Пэдди наконец принял решение:
— О чем бы вы хотели узнать?
— Об убийстве на Куин-Энн-стрит. Вы там были позапрошлой ночью…
— Сюда! Свежая рыба! Прекрасная треска! — закричал Пэдди. — Да, я там был, — продолжил он тихо, — но я ничего не крал и, уж конечно, не убивал ту женщину! — Отвлекшись на минуту от разговора, он продал пожилой леди три большие трески, выручив шиллинг и шесть пенсов.
— Это мне известно, — кивнул Ивэн. — Но я хочу знать, кого вы там видели.
— Проклятый полицейский шлялся по Харли-стрит до Уимпол-стрит каждые двадцать минут, — ответил Пэдди, бросив быстрый взгляд на рыбу, а потом на толпу покупателей. — Вы испортите мне всю торговлю, мистер! Люди удивляются, почему вы до сих пор ничего не купили.
— Кого еще вы видели? — настаивал Ивэн. — Чем быстрее вы мне ответите, тем быстрее я куплю у вас рыбу и уйду.
— В третий дом от угла на Харли-стрит заявился лекарь, и девчонка-горничная прогуливалась с ухажером. На этой чертовой улице было людно, как на Пиккадилли! Не было никакой возможности что-нибудь провернуть.
— На какой дом вы нацеливались? — спросил Ивэн, беря в руки рыбу и внимательно ее изучая.
— Перекресток Куин-Энн-стрит и Уимпол-стрит, юго-западный угол.
— А где вы ждали? — Ивэна слегка пробрал озноб, ему стало не по себе. — И в течение какого времени?
— Да всю эту чертову ночь! — мрачно ответил Пэдди. — С десяти вечера и почти до четырех утра.

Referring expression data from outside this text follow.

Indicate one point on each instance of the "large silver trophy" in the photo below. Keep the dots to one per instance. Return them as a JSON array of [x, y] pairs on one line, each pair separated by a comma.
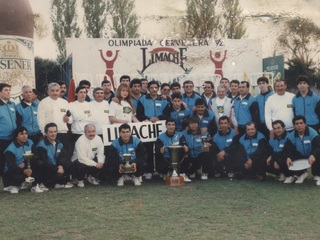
[[28, 157], [174, 179], [127, 167]]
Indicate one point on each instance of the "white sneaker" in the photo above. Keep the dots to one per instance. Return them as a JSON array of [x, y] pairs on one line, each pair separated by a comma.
[[43, 187], [92, 180], [148, 176], [80, 183], [36, 189], [204, 176], [120, 182], [185, 177], [302, 177], [136, 181], [289, 179]]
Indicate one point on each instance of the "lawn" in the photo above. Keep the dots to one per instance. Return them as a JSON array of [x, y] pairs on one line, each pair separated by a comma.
[[213, 209]]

За углом Уэлбек-стрит и Куин-Энн-стрит. Оттуда видна вся Куин-Энн до самой Чандос-стрит. Там принимали гостей, лакеев была — целая толпа.

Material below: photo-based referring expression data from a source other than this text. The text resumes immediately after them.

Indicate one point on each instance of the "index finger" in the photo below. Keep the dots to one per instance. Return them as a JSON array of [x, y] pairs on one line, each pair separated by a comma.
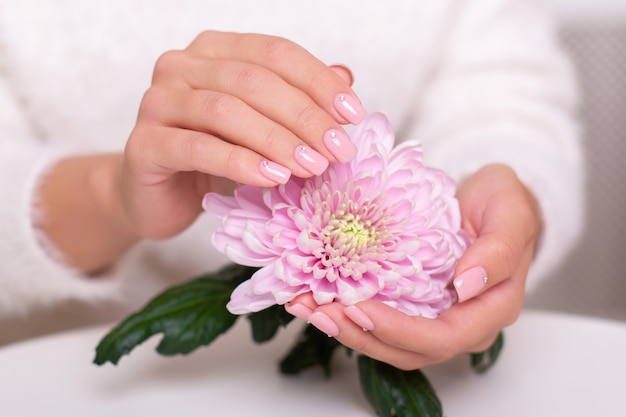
[[318, 80]]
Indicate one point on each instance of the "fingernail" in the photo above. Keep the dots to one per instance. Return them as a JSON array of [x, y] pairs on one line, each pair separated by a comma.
[[470, 283], [344, 72], [299, 310], [324, 323], [340, 145], [274, 171], [310, 160], [359, 317], [349, 108]]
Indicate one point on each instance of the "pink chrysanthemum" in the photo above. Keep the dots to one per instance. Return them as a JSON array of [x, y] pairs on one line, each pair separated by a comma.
[[382, 227]]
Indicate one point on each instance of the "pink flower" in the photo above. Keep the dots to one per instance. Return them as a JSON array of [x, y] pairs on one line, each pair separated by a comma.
[[382, 227]]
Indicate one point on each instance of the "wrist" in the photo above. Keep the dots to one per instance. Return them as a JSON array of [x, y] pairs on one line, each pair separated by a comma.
[[81, 212]]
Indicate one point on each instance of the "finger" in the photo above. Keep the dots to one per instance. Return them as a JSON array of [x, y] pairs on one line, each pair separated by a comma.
[[344, 72], [312, 76], [508, 230], [267, 99], [156, 152], [227, 117], [331, 319], [462, 328]]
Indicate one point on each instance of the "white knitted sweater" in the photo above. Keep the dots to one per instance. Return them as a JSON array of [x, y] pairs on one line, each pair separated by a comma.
[[476, 81]]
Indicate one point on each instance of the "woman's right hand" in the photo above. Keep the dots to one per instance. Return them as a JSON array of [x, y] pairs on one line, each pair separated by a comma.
[[250, 108]]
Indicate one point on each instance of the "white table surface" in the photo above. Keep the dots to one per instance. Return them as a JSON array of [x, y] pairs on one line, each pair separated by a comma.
[[552, 365]]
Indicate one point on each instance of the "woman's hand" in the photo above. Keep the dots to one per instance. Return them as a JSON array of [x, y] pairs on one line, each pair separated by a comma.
[[231, 107], [503, 218], [248, 108]]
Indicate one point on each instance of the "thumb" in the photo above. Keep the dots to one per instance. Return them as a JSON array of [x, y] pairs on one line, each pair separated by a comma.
[[491, 259]]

— Почему же вы ждали чуть ли не до рассвета и не попытали счастья где-нибудь еще? Стоило ли оставаться в таком шумном месте?

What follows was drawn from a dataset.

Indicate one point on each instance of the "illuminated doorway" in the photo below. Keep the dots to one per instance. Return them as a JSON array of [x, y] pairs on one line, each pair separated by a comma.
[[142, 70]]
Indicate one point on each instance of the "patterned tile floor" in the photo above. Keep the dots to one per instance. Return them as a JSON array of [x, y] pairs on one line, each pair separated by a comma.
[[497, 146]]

— Сюда! Свежая треска! Еще живая, лучшая на рынке! — выкрикнул Пэдди поверх головы Ивэна. — Сюда, миссис! Восемь пенсов — только здесь! — Он снова понизил голос: — Потому что у меня была наводка на этот дом, я никогда не иду на дело без подготовки. Я ж не новичок какой-нибудь! Но эта проклятая горничная миловалась с дружком всю ночь напролет! Никакой морали!
— Так кто проходил мимо вас по Куин-Энн-стрит? — Ивэн уже не скрывал нетерпения. Кто бы ни убил Октавию Хэслетт, он не мог миновать лакеев и кучеров, равно как и проникнуть через конюшни. Следовательно, он обязательно должен был пройти мимо затаившегося Китайца Пэдди. И если Пэдди не врет, он обязан был заметить убийцу. Ивэн снова почувствовал легкий озноб.
— Да никто не проходил — только лекарь да эта горничная, — раздраженно отмахнулся Пэдди. — Я все глаза проглядел, пока ждал, не подвернется ли шанс, но все без пользы! Дом, куда шел лекарь, весь освещен, двери то открываются, то закрываются — попробуй мимо проберись! Да еще девчонка эта со своим хахалем! Никого я больше не видел, жизнью клянусь! Так и передайте мистеру Монку. Кто бы там ни прикончил эту женщину, он уже наверняка был у нее в доме. Желаю вам удачи, а я больше ничем помочь не могу. Теперь купите рыбу, заплатите вдвое — и уходите поскорее. Из-за вас просто невозможно торговать!
Ивэн взял треску и выложил за нее целых три шиллинга. Знакомство с Китайцем Пэдди следовало при случае продолжить.
«Наверняка был у нее в доме…» — эти слова неумолимо звенели в голове Ивэна. Конечно, он мог бы разыскать еще и горничную, и если она все подтвердит, то Китаец Пэдди прав — Октавию Хэслетт убил кто-то, живущий с ней под одной крышей. Не было никакого грабителя, была попытка замести следы, инсценировав ограбление.
Ивэн протолкался сквозь толпу и, миновав лотки и телеги, вышел на улицу.
Он представлял себе лицо Монка, когда тот об этом услышит. И еще лицо Ранкорна… История принимала неожиданный и весьма скверный оборот.